152 b. Italian A is translated in the Countess Evelyn Martinengo-Cesaresco's Essays in the Study of Folk-Songs, p. 219.
156 b, at the end of the second paragraph. The Čelakovský and the Sakharof ballad are the same. Add: Trudy, V, 432, No 822; p. 915, No 481.
13. Edward.
P. 168 b. B is translated also in Seckendorf's Musenalmanach für das Jahr 1808, p. 7, and by Du Méril, Histoire de la Poésie scandinave, p. 467.
14. Babylon, or, The Bonnie Banks o Fordie.
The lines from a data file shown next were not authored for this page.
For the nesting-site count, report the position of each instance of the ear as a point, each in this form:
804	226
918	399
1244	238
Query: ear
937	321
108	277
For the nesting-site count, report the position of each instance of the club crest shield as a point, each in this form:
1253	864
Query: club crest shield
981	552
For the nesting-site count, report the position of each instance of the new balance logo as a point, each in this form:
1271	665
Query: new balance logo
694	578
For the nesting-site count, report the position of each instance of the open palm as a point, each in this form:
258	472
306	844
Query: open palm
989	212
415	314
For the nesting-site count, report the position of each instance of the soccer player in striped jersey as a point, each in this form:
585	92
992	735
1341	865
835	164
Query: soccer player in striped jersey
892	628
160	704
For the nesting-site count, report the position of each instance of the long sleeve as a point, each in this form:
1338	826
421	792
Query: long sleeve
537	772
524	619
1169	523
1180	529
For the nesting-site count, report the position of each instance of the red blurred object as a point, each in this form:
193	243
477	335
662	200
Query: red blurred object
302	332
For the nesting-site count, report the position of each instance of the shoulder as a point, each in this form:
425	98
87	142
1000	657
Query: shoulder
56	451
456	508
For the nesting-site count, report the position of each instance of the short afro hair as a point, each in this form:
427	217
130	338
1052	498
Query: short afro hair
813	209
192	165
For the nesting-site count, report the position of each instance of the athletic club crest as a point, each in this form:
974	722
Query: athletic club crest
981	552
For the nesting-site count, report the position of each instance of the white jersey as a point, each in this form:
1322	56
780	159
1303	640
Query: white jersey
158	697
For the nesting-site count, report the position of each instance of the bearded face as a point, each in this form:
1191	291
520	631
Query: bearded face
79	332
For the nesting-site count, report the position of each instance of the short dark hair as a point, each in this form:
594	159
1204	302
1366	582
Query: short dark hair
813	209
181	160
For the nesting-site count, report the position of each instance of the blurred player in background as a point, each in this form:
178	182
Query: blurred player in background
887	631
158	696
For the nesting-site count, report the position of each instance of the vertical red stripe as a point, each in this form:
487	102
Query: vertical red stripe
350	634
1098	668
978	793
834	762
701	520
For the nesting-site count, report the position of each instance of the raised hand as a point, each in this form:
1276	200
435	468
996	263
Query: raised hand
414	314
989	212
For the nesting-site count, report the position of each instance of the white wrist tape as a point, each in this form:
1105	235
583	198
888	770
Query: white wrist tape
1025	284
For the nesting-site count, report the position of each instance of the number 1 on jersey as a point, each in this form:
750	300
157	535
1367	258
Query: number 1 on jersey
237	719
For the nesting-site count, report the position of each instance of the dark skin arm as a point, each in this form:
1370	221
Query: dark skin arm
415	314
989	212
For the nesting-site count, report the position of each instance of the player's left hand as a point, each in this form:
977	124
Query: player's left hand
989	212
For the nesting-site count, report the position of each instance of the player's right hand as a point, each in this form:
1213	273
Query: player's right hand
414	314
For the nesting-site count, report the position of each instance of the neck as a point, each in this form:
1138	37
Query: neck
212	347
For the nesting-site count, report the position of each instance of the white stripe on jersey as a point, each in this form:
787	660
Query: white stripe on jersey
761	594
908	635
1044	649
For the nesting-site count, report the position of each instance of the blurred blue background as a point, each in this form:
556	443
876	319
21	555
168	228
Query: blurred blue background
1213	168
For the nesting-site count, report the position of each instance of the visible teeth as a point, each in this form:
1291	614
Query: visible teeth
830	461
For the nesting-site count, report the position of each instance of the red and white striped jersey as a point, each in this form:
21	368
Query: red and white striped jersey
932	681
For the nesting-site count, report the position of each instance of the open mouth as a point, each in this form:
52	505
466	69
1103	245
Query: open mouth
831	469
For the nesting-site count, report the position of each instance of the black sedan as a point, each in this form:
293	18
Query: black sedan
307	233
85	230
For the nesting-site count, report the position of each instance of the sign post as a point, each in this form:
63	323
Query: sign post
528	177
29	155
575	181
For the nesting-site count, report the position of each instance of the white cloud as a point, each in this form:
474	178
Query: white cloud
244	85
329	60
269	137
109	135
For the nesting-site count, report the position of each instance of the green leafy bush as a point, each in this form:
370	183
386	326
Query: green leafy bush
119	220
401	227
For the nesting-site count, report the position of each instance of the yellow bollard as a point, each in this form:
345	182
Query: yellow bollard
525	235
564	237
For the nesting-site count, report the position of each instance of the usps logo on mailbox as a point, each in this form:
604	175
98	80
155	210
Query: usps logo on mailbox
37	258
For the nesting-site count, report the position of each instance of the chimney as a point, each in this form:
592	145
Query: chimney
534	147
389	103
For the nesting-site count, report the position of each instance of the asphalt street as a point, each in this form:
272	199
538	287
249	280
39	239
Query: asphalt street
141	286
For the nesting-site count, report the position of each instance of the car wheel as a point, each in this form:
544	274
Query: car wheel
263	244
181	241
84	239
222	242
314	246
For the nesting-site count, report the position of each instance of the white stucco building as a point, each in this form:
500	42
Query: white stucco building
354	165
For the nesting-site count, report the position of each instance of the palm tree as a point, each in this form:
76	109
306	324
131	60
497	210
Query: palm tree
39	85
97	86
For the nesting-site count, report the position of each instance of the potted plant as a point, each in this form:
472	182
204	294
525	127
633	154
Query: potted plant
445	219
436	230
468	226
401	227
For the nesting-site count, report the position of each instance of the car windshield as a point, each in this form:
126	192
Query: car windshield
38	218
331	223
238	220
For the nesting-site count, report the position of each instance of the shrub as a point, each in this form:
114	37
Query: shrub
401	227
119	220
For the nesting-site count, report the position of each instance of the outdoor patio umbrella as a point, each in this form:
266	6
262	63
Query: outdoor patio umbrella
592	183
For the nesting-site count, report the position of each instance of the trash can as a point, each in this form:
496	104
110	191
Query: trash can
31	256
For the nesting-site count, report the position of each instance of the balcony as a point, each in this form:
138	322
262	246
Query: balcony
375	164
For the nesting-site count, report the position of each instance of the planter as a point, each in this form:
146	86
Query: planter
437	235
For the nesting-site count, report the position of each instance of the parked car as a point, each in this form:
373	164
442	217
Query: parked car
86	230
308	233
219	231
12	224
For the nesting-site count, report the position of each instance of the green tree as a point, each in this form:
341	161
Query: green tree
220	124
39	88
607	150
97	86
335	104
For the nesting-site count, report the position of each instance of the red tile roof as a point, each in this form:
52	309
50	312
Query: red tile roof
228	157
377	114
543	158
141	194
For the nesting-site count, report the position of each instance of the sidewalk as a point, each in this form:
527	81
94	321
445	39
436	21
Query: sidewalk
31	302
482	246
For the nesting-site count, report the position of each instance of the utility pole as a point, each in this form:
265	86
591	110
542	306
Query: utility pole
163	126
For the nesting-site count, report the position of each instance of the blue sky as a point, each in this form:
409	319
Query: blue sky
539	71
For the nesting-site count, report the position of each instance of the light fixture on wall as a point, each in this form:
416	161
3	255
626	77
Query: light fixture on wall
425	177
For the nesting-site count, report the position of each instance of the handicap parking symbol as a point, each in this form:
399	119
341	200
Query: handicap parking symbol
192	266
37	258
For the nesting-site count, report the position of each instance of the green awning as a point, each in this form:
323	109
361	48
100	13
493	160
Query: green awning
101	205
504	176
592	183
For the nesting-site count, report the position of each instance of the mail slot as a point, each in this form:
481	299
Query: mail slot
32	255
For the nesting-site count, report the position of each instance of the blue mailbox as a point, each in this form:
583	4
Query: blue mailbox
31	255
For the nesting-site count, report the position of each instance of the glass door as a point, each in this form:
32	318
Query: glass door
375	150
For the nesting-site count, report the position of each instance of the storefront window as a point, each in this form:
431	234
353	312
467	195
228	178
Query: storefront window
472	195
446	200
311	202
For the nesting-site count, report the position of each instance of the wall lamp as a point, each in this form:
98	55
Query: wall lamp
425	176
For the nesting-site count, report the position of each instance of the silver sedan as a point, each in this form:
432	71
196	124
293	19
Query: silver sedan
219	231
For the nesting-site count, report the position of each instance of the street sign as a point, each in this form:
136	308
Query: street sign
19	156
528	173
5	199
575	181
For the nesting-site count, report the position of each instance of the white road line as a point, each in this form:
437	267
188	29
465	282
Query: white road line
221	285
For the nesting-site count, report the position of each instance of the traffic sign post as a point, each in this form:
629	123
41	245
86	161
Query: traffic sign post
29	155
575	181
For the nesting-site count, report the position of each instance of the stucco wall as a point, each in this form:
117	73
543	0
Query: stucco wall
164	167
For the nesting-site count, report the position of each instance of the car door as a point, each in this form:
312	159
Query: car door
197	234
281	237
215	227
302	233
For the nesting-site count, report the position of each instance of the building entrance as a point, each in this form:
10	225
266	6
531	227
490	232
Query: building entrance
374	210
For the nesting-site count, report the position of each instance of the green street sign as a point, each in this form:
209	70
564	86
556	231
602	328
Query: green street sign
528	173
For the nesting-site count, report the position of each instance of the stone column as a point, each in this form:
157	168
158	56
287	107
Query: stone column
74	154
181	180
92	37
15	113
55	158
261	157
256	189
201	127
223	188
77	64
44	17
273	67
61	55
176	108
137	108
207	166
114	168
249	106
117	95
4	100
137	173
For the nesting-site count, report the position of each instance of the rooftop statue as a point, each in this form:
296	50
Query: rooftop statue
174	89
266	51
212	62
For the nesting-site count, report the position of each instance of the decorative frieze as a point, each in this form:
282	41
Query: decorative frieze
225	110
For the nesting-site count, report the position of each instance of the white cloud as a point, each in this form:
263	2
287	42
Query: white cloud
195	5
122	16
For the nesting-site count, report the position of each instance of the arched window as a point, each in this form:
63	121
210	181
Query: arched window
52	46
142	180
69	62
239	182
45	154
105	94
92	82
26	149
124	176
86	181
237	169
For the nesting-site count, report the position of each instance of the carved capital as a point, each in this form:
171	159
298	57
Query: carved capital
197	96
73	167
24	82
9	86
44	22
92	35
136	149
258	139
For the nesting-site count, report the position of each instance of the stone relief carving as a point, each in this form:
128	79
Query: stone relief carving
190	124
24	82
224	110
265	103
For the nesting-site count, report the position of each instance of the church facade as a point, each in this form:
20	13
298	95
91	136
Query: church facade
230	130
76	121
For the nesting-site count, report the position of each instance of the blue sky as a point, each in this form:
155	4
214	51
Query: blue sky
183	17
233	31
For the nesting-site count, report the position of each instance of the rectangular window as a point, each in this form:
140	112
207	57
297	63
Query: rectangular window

P. 172 b. Färöe. Four versions are known; Lyngbye's is repeated in Hammershaimb's Færøsk Anthologi, No 13, p. 45, 'Torkils døtur.'
173. 'La Fille d'un Cabaretier,' Guillon, Chansons pop. de l'Ain, p. 165, has some of the circumstances of No 14. A girl is stopped by three "libertins" in a wood. She gives them her ring and her chain, to ransom her person. They say they will have that too, and kill her when she resists. They then go for breakfast to her father's tavern, and while they are paying their scot the ring falls and is recognized by her mother. The youngest confesses, and they are taken to the forest and burned.
In a Russian ballad the only sister of nine [seven] brothers is given in marriage to a rich merchant, who lives at a distance from her home. After three years the married pair undertake a journey to her native place. On their way they are attacked by nine robbers, who kill her husband, throw her child into the sea, and act their pleasure with her. One of the nine, entering into talk with the woman, discovers that she is his sister. Sakharof, translated in Ralston's Songs of the Russian People, p. 49 f; Ruibnikof, Part III, p. 340, No 62, Part IV, p. 99, No 19; Hilferding, col. 149, No 28, col. 844, No 167, col. 1154, No 248, col. 1265, No 294; Trudy, V, 910, No 479, A-H.
15. Leesome Brand.
P. 181 b, line 12. Montanus is Vincenz von Zuccalmaglio; the ballad-editor is Wilhelm.